Millions can't afford to step down until they reach their 70s

By Craig Wilson


Pensions are in such a mess in Britain that virtually a 3rd of workers will not have enough money saved to pay for retirement till they are in their 70s.

Millions are planning to work on for at least 10 years after retirement age - some till they're 75 years old or even more.

The dread driving retirement savers is they'll outlive their cash and end up spending their later years in poverty.

One of the Problems faced by ex pat OAPs is whether to leave allowance funds back in The United Kingdom when they depart - or whether to shift their retirement savings offshore.

The most highly recommended offshore annuity is a QROPS.

The attractions of a QROPS are a lot of for ex pats - allowances paid gross, larger tax-free pile sums and more flexible investment options to cite a couple - but are they productive for everyone?

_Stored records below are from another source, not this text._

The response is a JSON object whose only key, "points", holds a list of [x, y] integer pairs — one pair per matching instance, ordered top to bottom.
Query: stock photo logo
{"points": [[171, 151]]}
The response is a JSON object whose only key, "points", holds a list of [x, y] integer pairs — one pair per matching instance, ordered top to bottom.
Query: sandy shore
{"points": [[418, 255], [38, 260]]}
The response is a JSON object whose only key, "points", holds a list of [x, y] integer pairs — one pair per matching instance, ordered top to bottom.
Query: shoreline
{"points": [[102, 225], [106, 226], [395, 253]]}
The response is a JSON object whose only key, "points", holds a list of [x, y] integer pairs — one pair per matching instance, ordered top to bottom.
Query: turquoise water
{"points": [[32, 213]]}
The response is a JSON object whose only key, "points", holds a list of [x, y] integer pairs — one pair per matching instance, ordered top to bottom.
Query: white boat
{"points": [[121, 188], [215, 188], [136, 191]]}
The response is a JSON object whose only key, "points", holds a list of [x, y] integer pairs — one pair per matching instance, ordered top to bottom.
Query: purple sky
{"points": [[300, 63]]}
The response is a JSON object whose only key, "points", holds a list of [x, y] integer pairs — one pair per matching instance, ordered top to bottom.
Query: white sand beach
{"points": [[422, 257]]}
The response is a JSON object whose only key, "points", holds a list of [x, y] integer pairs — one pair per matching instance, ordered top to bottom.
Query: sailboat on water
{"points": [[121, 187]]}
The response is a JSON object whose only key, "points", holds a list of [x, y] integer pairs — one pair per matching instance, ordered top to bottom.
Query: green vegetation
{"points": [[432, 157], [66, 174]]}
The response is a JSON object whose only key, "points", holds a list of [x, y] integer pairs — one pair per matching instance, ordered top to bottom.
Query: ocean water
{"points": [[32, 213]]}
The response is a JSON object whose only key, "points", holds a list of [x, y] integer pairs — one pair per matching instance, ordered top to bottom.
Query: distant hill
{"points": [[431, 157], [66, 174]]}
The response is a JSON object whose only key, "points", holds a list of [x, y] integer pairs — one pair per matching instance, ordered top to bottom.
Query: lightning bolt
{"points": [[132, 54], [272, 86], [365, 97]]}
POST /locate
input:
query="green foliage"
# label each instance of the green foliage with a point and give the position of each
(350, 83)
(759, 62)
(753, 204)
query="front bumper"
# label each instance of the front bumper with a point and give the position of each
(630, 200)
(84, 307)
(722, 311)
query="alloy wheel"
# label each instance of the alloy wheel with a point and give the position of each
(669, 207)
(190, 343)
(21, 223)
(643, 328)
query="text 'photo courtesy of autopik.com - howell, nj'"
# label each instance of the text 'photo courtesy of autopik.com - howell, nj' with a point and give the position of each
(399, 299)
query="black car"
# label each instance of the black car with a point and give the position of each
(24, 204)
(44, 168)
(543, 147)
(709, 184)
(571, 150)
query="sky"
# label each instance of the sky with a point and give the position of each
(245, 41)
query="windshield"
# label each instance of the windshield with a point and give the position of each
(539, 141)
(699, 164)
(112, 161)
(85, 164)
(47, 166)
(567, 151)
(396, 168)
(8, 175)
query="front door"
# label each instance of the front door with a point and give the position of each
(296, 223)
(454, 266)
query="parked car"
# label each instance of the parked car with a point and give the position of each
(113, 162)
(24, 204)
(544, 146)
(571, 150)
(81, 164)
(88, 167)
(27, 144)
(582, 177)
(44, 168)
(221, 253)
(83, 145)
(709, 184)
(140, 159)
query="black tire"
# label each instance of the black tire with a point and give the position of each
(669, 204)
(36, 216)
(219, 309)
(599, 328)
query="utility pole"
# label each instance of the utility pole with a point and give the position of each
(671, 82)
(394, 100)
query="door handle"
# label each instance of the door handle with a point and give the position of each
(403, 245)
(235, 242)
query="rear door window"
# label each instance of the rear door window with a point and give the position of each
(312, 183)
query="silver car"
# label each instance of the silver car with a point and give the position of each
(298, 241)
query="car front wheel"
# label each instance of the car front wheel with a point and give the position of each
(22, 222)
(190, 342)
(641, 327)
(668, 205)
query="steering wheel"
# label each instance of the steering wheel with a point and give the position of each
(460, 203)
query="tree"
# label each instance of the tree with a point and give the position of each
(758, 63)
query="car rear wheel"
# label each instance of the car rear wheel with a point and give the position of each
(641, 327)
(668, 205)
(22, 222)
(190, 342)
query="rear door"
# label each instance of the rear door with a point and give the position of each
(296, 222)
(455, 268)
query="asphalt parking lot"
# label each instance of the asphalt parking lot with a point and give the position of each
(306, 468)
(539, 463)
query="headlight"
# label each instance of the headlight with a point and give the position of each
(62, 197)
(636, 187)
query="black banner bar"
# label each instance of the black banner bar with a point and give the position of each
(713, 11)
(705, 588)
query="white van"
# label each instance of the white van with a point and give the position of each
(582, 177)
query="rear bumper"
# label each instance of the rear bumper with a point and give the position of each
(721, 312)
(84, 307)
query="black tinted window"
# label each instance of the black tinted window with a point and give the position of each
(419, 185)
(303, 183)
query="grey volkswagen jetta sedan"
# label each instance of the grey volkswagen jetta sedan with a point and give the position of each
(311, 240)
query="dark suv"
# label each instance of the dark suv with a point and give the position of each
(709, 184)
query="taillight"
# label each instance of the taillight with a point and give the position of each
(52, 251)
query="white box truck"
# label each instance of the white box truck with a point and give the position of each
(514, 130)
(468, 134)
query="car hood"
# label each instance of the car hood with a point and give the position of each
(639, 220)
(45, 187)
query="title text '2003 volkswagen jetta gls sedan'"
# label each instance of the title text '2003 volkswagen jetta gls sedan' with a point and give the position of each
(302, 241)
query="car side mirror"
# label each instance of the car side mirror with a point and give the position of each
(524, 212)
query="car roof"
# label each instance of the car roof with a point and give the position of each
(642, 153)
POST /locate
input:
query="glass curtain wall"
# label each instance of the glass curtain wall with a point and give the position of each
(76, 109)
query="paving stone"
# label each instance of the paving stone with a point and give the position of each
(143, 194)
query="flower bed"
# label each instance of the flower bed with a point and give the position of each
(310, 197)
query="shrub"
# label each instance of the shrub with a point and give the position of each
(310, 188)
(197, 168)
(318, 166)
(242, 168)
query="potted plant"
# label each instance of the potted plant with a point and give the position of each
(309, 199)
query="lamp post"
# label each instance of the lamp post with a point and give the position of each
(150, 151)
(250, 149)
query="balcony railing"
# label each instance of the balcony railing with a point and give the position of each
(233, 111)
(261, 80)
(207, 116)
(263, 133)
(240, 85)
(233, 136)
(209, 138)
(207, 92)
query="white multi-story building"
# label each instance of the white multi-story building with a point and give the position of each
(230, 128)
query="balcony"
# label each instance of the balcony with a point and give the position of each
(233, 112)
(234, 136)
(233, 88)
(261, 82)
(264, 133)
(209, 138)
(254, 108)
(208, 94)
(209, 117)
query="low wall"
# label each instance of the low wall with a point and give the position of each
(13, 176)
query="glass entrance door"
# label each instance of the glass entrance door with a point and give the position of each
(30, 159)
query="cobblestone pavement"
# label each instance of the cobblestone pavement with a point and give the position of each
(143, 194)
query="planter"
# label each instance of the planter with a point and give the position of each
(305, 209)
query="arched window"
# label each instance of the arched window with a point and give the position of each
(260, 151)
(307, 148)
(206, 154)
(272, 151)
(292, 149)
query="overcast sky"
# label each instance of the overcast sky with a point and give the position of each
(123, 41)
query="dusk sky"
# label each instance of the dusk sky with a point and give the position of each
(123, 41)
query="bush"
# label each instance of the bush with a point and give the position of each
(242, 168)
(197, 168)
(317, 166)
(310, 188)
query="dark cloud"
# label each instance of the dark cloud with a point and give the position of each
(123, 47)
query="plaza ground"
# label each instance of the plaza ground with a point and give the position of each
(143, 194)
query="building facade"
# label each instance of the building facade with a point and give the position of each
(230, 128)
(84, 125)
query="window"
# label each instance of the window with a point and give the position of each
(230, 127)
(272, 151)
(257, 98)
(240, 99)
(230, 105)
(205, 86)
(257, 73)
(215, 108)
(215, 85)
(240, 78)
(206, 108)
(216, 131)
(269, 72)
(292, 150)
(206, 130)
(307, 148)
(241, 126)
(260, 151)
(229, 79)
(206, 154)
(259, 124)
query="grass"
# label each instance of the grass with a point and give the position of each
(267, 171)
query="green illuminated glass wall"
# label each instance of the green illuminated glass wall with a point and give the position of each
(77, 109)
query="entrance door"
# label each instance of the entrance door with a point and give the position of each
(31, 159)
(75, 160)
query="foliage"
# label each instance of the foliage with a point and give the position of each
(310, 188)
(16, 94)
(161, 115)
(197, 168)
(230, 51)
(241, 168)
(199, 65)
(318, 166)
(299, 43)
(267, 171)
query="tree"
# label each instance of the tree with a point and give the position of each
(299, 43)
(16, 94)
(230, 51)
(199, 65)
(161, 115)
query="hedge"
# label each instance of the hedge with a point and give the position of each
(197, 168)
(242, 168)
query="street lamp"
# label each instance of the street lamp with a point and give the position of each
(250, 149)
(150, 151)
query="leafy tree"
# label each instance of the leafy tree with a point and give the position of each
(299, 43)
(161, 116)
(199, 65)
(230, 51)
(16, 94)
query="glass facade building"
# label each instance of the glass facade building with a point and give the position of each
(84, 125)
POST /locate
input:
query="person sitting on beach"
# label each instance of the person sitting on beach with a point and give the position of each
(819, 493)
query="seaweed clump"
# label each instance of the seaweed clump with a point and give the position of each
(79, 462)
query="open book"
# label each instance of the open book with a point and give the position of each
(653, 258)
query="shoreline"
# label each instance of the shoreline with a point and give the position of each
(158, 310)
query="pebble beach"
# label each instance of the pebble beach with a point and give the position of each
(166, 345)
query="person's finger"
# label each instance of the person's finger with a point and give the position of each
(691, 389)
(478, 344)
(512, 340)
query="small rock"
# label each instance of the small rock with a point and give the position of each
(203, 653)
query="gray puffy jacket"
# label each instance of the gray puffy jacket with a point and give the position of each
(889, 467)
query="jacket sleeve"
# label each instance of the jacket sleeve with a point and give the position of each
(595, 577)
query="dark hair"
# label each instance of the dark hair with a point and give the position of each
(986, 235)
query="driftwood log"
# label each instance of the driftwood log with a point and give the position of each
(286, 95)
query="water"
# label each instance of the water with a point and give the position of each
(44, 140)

Assuredly, QROPS aren't a universal retirement solution.

The key test is looking at current allowance arrangements and how they are performing and then comparing these with an offshore alternative.

The difficulty is a QROPS isn't a pension plan in the sense of setting up a retirement plan or SiPP in England.

A QROPS is more like a trust with investment options, line offshore bonds, built in.

Investing in a QROPS is just as risky as staking money anywhere else - QROPS values rise and fall with the market like other investments.

The massive difference is choice and control. A QROPS offers a good range of commodities, stocks, currencies and markets and options to take full or part control of investments. Infact, what can be held inside a QROPS is probably limitless

Lots of the millions delaying retirement are doing so to defer annuities in an attempt to increase the value of their funds, asserts UK annuity firm LV=, which conducted the survey.